Josephus farther observes that the number of the Sadducees was not considerable, but that they were

generally invested with the highest dignities, notwithstanding which they had no great interest, for few things were done according to their advice; and those among them who exercised the magistracy were obliged to comply, though against their will, with the decisions of the Pharisees, otherwise they would not have been tolerated by the populace. Josephus makes two observations, which I think will give a great light in the matter; one of them is, that the Sadducees were not severe in inflicting punishments; the other is, that the Sadducees showed great severity in the functions of judicature; lastly, he says that there was no good understanding among them, that they lived like wild beasts, and that friends were not better used in their conversation than if they had been strangers.

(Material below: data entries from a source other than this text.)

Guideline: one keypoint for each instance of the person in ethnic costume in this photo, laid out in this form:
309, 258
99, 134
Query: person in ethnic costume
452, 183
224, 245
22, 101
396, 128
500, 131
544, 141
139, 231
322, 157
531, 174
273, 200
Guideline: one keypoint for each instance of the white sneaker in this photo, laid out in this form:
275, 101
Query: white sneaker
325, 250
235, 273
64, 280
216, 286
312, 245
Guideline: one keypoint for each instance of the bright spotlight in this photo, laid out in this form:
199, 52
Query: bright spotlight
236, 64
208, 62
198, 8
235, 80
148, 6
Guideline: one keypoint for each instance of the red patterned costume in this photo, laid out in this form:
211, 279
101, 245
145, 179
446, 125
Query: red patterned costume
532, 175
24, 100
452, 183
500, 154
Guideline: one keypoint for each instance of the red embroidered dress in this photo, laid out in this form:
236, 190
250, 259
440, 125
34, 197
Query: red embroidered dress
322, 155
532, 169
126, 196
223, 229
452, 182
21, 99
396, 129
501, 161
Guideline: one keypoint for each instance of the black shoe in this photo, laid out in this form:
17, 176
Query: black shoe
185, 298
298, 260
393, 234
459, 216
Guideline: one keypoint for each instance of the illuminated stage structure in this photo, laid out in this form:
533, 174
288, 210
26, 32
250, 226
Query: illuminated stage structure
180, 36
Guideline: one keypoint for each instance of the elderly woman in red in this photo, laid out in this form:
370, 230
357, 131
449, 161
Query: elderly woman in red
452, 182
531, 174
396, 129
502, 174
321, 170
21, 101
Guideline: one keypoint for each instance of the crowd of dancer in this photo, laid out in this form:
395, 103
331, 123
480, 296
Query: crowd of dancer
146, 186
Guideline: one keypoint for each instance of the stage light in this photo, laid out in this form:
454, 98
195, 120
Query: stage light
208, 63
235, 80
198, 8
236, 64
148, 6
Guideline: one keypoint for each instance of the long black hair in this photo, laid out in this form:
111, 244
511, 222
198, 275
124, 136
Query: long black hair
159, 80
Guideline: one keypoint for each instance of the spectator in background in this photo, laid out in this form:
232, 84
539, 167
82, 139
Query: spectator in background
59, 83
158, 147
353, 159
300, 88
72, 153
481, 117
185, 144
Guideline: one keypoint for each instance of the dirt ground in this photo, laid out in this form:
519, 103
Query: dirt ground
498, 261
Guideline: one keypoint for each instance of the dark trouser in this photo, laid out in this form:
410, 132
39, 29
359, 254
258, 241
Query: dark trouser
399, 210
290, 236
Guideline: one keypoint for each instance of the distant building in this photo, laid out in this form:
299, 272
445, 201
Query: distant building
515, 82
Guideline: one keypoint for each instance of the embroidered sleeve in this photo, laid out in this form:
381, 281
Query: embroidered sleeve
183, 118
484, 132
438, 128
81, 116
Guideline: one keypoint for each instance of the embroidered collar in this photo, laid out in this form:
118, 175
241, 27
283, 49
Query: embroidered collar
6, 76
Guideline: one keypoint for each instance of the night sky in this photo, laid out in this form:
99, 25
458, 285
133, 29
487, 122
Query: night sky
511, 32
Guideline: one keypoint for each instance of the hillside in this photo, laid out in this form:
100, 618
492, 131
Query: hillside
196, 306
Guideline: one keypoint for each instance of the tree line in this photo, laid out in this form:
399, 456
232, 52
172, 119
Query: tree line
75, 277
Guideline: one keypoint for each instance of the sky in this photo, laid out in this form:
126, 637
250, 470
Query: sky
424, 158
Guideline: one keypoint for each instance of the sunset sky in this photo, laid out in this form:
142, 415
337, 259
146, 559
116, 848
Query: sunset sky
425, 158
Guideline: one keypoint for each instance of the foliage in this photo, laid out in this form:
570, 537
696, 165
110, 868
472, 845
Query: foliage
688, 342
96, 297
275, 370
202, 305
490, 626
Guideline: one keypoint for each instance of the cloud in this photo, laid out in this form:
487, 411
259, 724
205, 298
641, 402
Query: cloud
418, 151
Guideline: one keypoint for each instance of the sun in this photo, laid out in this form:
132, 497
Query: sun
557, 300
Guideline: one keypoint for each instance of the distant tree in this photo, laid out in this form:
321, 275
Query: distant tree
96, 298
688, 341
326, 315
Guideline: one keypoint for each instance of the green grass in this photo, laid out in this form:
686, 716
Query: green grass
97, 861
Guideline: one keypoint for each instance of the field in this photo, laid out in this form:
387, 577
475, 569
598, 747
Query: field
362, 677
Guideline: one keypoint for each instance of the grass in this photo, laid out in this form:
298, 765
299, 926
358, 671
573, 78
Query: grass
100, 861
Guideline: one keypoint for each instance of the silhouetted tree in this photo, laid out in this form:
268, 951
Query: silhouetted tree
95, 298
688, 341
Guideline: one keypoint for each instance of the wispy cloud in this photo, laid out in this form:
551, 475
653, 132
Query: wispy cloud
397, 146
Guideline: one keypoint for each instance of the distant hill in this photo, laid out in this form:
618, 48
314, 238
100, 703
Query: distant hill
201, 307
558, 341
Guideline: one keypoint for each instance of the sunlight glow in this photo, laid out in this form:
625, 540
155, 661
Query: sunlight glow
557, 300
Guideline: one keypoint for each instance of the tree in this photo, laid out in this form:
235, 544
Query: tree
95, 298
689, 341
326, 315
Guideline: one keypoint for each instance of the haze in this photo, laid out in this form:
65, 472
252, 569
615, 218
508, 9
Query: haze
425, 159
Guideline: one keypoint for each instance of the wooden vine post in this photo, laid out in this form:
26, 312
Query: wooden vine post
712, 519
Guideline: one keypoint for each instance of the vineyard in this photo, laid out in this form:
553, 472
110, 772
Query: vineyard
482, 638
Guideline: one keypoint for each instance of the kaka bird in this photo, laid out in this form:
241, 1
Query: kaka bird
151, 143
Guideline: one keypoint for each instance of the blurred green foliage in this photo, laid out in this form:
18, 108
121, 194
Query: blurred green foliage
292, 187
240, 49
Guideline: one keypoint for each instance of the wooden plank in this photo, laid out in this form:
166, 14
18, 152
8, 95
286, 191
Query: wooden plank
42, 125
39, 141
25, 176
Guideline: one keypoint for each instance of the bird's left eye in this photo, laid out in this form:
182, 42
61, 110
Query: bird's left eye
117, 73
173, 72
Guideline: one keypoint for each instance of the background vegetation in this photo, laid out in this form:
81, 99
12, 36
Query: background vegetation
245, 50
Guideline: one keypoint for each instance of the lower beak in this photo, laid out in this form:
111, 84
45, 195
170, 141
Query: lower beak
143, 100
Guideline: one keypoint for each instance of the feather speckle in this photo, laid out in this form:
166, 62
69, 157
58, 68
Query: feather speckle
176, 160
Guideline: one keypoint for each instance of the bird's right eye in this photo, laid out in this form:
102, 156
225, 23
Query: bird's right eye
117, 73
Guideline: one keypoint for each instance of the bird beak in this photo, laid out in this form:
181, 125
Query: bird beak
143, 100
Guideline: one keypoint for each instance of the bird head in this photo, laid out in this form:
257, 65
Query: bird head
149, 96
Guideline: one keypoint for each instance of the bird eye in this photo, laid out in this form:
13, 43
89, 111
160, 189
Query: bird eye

It is not easy to reconcile this with what he says in another place, that this sect was not beloved by the meaner sort of the people but by the rich; for the latter do not much agree with morose and peevish humours, but are for introducing the sweets and conveniences of life in all places where they have any intercourse. We ought perhaps to suppose that what he says concerning the discord of the Sadducees and their clownish conversation, signifies nothing more than that they accounted it a virtue to take the liberty of disputing with their masters. It was almost an unavoidable consequence from their principles, since they boldly rejected the authority of tradition, and did not care whether the several texts of the Scripture had been explained by the ancients in such a manner or not; this being laid down, a disciple had as much right to contradict his master, as the latter had to contradict his predecessor, and so on.

The Sadducees are often mentioned in the Holy Scripture, but though it inform us* that they denied

* Willemer in Dissertat. Philologica de Sadduceis.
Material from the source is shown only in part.